Time and again I find myself thinking, as I visit someone close to the end of their life-journey
"There's no room for pretence now...This is a time of relentless honesty, a time when we get to see what really matters, who are the real priorities"
And at this time in Jesus' earthly life who does he choose to pray for?
He prays for US
His
disciples and all who would believe in him through their words.
The Church with all her aspirations and all her brokenness.

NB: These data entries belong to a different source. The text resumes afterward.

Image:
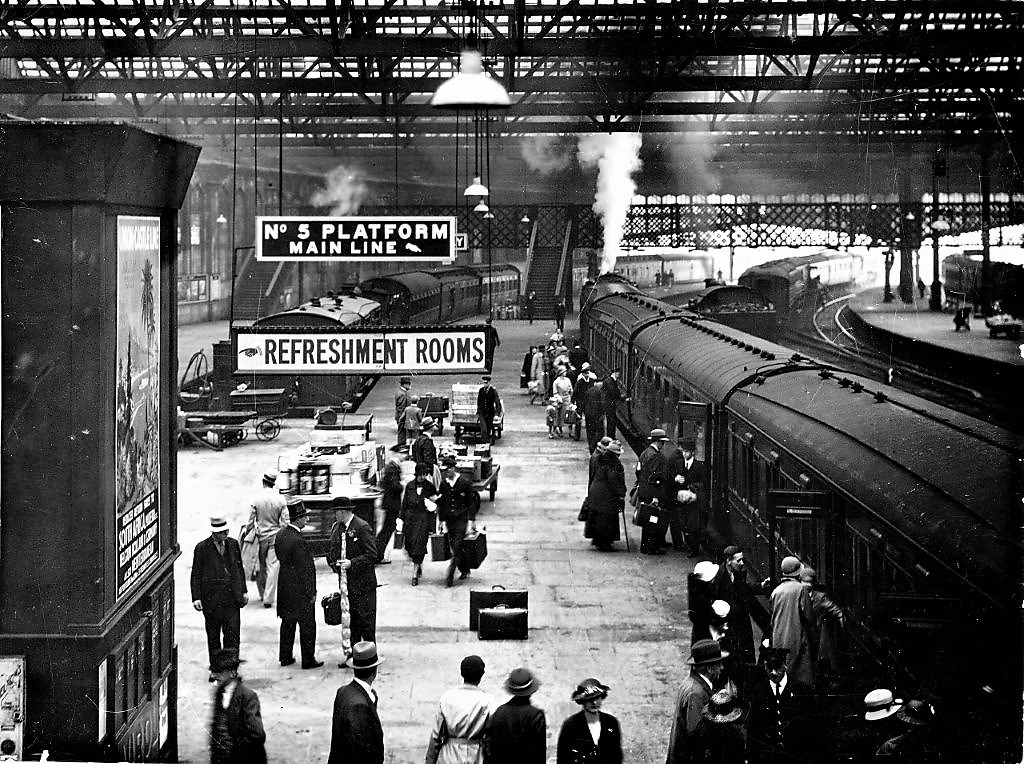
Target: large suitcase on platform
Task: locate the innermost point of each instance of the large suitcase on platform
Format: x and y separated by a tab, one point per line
497	595
474	548
504	623
439	549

Here, as we listen to this outpouring from Son to Father, we glimpse
ourselves as his Love sees us.
Although gospel
writers, commentators, and preachers like to present the disciples as clueless and bumbling, we hear Jesus affirm them ("they know
in truth that I came from you").
We hear him lift them up ("they do not
belong to the world"), and tell us they were worthy companions
on his journey ("they have kept your word").
More...they and
we are his GLORY...
“I have been
glorified in them”
We may offer but
the poorest reflection of Christ's righteousness and holiness, we may
be dull, disobedient, slow to love but for all that, we are his
glory.
This
prayer of Jesus is very much about his followers today - it is not just
limited to his first century disciples. We still need protection from
the evil one, and sanctification for the work we do in the world. In
our struggle to preach Christ crucified in a society blinded by
material wealth at any cost and enamoured
with creature comforts, it is this kind of prayer on our behalf that
invokes the Holy Spirit. When we hear Jesus pray this prayer for us,
it is a foretaste of the feast of Pentecost, a sampling of the
clothing of power from on high...and goodness, we need that power.
While
on retreat before my priesting, I was
invited to read this prayer and imagine Jesus replacing every
reference to the disciples with my
own name.
It
turned out to be one of the most powerful exercises I've ever
undertaken.
“I
am coming to you and I speak these things to you so that
Kathryn...Mary...Eira...may have my joy made complete in her....”
When
Jesus is alone with his Father – he talks about US...and
longs for us to be filled with joy.
How good is that"
To know that Christ prayed for "me" gives us strength when we thought we were exhausted, success when we believed ourselves failures, and vision to see transformation where it seemed that none was possible
On
Thursday as we celebrated Ascension we remembered that for all our
inadequacies, WE are the ones to whom Jesus entrusted his mission in
the world. There
is no “Plan B”...
Today
we see that though he prays for our protection from the world, he
does not want to remove us from it but sends us out to get on with that insistent God given task of loving the world into the Kingdom.
This
is not just the “real” Lord's Prayer but the ultimate Eucharistic
Prayer...a prayer in which Jesus consecrates not bread and wine but
his very self, drawing together in unity all that his Father has
given him into unity and sending them, sending US, forth into the
world.
Dare
we, as we listen to this prayer, offer a heart-felt “Amen”?